Saturday, November 16, 2013

"Say It Ain't So, Joe"

These were the legendary and probably apocryphal words spoken by a kid to Shoeless Joe Jackson in 1920 after he and seven other ballplayers stood trial for “throwing” the World Series. It sums up the great divide between jocks and the fans.

Avid as followers of sports may be they have always been shut out of locker rooms and the so-called culture of teams off the field. The boy’s incredulity that his hero, Joe Jackson, would be party to a gambling scheme is testimony to the mythic dimension that baseball held and still holds in the public imagination.  We need our heroes and the big three spectator sports each provide that illusion for its fan base.  
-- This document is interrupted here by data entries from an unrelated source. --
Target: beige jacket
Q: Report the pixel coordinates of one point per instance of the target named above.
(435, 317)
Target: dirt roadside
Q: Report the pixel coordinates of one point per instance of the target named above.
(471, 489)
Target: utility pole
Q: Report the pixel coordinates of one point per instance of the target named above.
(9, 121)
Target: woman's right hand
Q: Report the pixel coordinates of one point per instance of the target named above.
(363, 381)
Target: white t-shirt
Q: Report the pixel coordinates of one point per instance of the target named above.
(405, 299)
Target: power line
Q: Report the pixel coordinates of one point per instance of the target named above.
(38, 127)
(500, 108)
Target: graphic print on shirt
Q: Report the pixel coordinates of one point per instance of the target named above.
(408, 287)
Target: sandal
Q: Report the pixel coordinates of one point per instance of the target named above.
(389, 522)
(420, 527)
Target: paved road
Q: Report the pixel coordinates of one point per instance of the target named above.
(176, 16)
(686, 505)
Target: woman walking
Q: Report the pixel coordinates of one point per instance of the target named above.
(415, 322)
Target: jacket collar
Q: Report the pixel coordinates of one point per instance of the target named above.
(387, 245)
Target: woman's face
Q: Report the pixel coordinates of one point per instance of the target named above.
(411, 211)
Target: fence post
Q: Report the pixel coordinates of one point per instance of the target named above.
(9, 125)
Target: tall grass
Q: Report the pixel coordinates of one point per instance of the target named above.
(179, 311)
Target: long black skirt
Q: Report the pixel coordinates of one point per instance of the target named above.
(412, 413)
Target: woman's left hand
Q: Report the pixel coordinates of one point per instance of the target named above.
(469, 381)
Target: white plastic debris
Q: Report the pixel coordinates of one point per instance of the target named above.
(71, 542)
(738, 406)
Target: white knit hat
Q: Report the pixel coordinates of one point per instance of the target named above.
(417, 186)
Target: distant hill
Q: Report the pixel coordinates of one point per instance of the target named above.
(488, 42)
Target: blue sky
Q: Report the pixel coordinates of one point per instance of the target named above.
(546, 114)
We’ve always known our uber-athletes are really just specially endowed kids some of whom become handicapped having received inordinate adulation and mega bucks. The curtain has now been lifted for a larger peek. We’ve seen the hot dogs, now we get a tour of the sausage factory. Recent revelations have surfaced of hazing, bullying and racial slurs breaking that code of silence. Say it ain’t so, Jose and Joe.

Competitive team sports thrive on controlled violence; football and ice hockey more than any other. One might think that professionals have learned to contain their pugnacity but that may be asking too much. Their small universe promotes this misguided manliness and we, as fans, depend on it as we growl and exalt from the couch.
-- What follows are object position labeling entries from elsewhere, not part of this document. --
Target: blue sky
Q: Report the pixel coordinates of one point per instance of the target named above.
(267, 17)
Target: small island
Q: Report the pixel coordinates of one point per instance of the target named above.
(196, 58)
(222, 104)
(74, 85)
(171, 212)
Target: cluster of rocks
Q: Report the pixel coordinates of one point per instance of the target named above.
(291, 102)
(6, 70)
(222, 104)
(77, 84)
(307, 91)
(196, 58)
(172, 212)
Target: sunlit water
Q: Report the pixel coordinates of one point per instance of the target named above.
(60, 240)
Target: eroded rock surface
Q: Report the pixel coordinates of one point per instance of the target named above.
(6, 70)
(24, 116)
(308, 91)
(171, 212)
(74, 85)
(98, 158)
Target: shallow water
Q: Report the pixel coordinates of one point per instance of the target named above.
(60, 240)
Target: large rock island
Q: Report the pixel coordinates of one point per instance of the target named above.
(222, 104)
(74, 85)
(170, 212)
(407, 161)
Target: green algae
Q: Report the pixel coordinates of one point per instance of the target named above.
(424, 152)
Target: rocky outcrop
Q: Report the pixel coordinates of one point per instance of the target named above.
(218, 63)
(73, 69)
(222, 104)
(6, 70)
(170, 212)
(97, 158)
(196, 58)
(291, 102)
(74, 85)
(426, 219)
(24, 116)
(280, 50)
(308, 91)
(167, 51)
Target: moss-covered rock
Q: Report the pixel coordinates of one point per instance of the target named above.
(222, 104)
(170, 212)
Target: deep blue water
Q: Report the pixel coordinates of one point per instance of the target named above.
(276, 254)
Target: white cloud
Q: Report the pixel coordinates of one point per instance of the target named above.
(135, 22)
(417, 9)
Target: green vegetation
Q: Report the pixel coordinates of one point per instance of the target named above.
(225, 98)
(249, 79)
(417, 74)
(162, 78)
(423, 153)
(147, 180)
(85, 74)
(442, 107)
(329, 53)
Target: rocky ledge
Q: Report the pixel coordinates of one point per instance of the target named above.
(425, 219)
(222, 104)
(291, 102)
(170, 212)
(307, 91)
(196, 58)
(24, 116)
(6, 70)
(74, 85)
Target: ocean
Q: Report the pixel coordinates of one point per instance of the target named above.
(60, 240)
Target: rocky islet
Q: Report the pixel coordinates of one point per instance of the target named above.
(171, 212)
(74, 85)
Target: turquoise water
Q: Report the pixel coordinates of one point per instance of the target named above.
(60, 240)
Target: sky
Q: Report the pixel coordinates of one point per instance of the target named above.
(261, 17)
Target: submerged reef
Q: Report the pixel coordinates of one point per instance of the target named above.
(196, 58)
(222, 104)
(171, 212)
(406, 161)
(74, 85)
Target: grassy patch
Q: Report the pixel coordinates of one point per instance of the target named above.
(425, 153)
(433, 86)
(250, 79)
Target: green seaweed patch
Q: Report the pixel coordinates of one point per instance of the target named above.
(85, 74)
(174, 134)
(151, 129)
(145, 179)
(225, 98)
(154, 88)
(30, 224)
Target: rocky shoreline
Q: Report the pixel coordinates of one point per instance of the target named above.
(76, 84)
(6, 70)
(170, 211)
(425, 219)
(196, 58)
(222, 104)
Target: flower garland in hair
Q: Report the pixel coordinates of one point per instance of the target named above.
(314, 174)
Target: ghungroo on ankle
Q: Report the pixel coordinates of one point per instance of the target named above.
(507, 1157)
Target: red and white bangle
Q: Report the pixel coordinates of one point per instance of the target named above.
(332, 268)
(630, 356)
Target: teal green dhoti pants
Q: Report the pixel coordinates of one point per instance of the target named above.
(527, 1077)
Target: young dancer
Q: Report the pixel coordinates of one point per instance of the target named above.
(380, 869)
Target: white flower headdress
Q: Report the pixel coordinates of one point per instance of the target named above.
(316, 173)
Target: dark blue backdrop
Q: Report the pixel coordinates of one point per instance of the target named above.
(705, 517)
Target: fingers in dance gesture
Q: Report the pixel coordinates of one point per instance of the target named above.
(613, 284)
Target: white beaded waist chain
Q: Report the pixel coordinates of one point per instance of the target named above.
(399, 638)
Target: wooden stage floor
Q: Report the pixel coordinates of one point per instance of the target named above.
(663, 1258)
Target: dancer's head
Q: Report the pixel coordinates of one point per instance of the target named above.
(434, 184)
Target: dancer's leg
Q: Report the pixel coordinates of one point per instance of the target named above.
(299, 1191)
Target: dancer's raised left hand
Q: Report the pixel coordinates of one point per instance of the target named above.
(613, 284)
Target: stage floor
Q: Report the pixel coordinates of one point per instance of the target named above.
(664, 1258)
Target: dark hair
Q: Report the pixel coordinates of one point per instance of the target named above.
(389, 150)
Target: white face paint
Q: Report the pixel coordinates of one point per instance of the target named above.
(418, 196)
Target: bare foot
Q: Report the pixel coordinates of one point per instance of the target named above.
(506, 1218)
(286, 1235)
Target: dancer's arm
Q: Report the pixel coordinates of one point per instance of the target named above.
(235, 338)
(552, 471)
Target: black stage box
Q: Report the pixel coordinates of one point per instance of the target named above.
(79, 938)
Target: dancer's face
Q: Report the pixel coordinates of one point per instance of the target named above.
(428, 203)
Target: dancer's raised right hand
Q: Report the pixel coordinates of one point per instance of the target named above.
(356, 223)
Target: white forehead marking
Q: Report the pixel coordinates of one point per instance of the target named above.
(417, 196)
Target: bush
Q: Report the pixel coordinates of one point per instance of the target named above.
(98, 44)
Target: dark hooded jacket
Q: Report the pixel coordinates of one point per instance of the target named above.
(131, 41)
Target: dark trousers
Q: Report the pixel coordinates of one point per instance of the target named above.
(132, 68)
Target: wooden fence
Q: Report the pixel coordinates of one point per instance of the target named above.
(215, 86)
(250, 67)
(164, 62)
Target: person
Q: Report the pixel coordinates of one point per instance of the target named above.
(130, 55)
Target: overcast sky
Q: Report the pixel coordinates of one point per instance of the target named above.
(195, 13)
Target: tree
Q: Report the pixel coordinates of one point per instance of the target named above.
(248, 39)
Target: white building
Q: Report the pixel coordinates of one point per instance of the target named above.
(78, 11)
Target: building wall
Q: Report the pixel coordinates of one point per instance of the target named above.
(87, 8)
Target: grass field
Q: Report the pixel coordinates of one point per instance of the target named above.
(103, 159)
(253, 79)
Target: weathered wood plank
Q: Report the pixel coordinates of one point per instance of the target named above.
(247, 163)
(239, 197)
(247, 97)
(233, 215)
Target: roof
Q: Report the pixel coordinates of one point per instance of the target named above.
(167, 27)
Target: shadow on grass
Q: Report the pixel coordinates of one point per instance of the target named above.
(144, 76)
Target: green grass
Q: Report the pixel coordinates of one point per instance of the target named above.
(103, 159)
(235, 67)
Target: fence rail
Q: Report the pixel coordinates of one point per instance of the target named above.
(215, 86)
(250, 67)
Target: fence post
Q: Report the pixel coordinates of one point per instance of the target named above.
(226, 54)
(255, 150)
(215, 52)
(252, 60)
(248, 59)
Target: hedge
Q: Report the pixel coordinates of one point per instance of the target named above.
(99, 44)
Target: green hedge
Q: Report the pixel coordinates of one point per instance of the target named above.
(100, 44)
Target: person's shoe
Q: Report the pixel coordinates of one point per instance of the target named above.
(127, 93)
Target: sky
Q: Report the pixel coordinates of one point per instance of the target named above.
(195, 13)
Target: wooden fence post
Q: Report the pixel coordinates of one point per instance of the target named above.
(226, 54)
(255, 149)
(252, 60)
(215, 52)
Why would we expect otherwise? The spigot of ferocity is not so easily turned off. A tiny percentage retire in suits and ties to broadcast or comment on the game at a far remove from the spilled blood, concussed brains and vile language among the gladiators.

Baseball, as a virtually non-contact sport, is a few notches apart from the gridiron or hoop court. Dodger fans have been blessed for sixty-five years by the erudition of Vin Scully who lifts the mundane tedium to near-poetic proportions. He dignifies the game and transcends the combat to both an archetypal and more fully human dimension at once. The effect is to preserve baseball in a pristine state as if the players were re-enacting the pastime in a pastoral tableau.

Yet we now learn that even here in the clubhouse a juvenile brutality still prevails with harassment rituals a regular part of the off-the-field antics. With power as the operative word it should be no surprise to learn that domination of the weak or recent arrivals is routinely practiced from pranks to criminal assaults. Call it a spillage of testosterone. Call it institutionalized bullying. Say it ain’t so……..but it is.

As one who watches these sports on the field it becomes yet another reason along with the hype, greed, arrogance, cheating etc… to close the book on that chapter of my life and I promise to emerge from my spectator bubble during the next twenty years or posthumously.....which ever comes first. The heart and hormones know of no logic.